Het roepingsverhaal van Paulus leert ons hoe je christen wordt. Niemand wordt christen op zijn eentje.
Ananias legt Paulus de handen op en opent zijn ogen voor wat hem onderweg overkomen is.
De stem die hij hoort, verwijst Paulus naar de christelijke gemeenschap in Damascus: ‘Daar zal je gezegd worden wat je moet doen’ (9,6).
Christenen hebben nood aan broers en zussen om mens te worden in Jezus’spoor.
Pittig detail: ‘Drie dagen lang bleef hij blind en at en dronk hij niet’ (9,9).
Drie is het Bijbels getal voor de tijd die nodig is om iets nieuws te beginnen (cf Jonas).

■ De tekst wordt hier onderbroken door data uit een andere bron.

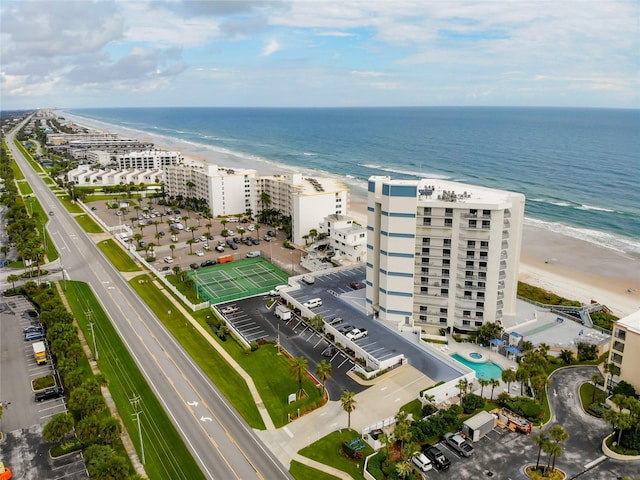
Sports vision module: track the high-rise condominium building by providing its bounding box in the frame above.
[367,176,525,332]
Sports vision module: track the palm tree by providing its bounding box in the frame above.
[502,368,516,391]
[456,378,469,401]
[340,390,358,428]
[591,373,602,403]
[289,357,309,398]
[549,425,569,471]
[489,378,500,400]
[531,427,549,469]
[396,460,413,478]
[316,360,333,390]
[478,378,491,397]
[7,273,20,292]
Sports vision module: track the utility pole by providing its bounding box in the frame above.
[129,395,145,465]
[84,310,98,362]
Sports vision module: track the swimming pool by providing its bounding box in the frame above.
[451,353,502,380]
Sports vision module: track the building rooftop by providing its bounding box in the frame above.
[616,310,640,333]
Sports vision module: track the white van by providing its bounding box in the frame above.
[412,452,433,472]
[302,298,322,308]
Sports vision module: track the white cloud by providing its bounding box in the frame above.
[262,40,281,57]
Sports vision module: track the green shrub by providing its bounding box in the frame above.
[462,393,484,414]
[367,450,387,480]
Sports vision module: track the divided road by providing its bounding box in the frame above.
[7,123,292,480]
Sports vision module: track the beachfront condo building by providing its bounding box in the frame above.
[256,173,349,245]
[164,162,256,217]
[115,150,184,169]
[366,176,525,333]
[606,310,640,392]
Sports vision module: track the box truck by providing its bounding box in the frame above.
[273,305,293,321]
[32,342,47,365]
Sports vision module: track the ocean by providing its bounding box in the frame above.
[61,107,640,257]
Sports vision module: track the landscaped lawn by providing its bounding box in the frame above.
[129,275,265,430]
[289,460,338,480]
[66,281,205,480]
[98,239,140,272]
[298,428,373,480]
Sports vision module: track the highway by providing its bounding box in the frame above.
[7,119,293,480]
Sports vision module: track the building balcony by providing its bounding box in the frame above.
[613,341,624,353]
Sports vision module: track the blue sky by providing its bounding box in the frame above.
[0,0,640,110]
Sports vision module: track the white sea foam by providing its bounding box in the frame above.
[359,163,451,180]
[578,205,615,213]
[524,217,640,257]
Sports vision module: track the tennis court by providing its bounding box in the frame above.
[187,258,289,304]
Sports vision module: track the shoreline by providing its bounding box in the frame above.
[63,113,640,318]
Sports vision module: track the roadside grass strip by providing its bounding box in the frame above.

Op meerdere schilderijen die de roeping van Paulus uitbeelden, valt Paulus van zijn paard.
Geen enkele tekst in het Nieuwe Testament laat vermoeden dat Paulus zich verplaatst met een paard. Het is een legende van latere datum.
Het roepingsverhaal van Paulus is meteen ook een zendingsverhaal.
Paulus onderneemt drie grote missiereizen doorheen Klein-Azië en Griekenland.
Overal waar hij komt (althans volgens Lucas), gaat hij naar de synagoge.
Hij toont er aan de hand van teksten uit de Schrift aan dat Jezus de messias is.
Bij zijn vertrek stelt hij in elke gemeente na gebed en vasten leiders aan en vertrouwt hen toe aan de Heer (14,23).
Ondanks verzet en tegenkanting is Paulus niet te stuiten in zijn ijver voor het evangelie.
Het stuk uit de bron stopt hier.